DAMASCUS, Syria—A bomb attached to a bus carrying Syrian troops in Damascus exploded Tuesday morning, killing one soldier and wounding 11, state TV reported.
The blast occurred during rush hour at a customs roundabout near the capital’s landmark Omayyad Square, according to the report. It gave no further details. There was no immediate claim of responsibility.
Such attacks have occurred in Damascus in recent months amid an otherwise calm period in the capital. Government forces captured rebel-held eastern neighborhoods of the city in 2018.
Government forces now control much of Syria with the help of President Bashar Assad’s allies Russia and Iran, while rebels are mostly cornered in the country’s northwestern province of Idlib. U.S. and Turkish troops, meanwhile, are deployed in parts of the country’s north and east.
In October, two bombs attached to a bus carrying Syrian troops exploded in Damascus, killing 14. It was one of the deadliest bombings in the capital in years.
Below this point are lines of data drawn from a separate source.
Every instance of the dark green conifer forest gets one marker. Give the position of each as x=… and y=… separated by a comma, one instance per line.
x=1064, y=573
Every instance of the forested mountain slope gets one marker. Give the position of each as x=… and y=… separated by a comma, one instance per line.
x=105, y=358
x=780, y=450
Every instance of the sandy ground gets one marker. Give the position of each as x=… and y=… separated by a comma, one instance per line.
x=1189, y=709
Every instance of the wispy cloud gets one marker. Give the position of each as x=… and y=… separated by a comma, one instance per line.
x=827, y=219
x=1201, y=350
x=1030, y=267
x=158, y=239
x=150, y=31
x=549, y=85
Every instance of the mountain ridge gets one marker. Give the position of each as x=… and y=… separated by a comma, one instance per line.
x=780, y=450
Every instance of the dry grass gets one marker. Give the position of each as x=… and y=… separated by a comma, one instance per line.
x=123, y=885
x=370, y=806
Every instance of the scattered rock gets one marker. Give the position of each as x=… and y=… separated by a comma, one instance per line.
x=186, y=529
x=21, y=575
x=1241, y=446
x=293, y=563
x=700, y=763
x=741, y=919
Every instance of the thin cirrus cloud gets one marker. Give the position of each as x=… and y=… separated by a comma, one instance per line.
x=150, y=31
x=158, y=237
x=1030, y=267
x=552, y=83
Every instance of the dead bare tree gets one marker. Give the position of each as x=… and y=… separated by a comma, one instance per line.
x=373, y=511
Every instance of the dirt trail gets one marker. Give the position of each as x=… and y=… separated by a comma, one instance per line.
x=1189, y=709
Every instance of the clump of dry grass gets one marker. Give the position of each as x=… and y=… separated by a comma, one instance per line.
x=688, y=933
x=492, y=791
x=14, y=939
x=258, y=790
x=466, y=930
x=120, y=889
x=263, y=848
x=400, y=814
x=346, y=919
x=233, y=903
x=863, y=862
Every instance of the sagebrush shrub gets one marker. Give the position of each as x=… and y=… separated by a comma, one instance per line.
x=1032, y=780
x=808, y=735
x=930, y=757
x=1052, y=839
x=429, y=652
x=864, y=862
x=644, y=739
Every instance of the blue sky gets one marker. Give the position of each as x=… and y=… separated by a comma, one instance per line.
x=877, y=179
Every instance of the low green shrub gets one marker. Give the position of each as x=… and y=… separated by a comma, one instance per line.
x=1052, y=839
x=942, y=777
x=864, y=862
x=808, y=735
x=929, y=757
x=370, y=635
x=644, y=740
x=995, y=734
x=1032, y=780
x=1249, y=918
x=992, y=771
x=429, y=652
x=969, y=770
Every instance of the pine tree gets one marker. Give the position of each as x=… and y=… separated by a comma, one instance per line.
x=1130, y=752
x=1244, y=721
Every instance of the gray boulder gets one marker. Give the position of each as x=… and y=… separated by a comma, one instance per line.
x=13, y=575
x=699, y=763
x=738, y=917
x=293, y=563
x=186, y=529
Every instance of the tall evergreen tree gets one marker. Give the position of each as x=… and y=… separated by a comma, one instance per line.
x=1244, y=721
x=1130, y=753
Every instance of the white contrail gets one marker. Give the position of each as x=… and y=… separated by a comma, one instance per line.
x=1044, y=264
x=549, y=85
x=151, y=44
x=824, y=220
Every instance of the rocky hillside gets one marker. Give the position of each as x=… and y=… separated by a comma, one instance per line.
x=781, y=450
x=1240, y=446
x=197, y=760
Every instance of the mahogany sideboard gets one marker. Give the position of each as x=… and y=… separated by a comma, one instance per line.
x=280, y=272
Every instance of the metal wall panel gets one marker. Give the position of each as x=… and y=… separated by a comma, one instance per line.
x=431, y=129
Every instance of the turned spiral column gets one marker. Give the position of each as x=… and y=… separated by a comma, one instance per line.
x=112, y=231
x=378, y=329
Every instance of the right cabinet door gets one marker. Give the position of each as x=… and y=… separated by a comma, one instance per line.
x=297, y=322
A little-known group calling itself the Qasioun Brigades claimed responsibility for the attack at the time.
In recent years, attacks in Damascus have been rare. One of the last major explosions to take place was in 2017—when suicide bombers hit a judicial office building and a restaurant, killing nearly 60 people. The attacks were claimed by ISIS terrorist group.
The extremist organization has not held territory in Syria since 2019, but it continues to represent a threat with sleeper cells, mostly hiding in Syria’s expansive desert.
IS fighters have attacked Syrian troops in central and eastern Syria. The extremist group has also carried out attacks on U.S.–backed Kurdish-led fighters in the northeast, including a raid on a prison in late January that led to 10 days of fighting in the city of Hassakeh. The clash left nearly 500 people dead.
Syria’s conflict began in March 2011 and has killed nearly half a million people, displaced half the country’s pre-war population of 23 million, and left large parts of the country destroyed.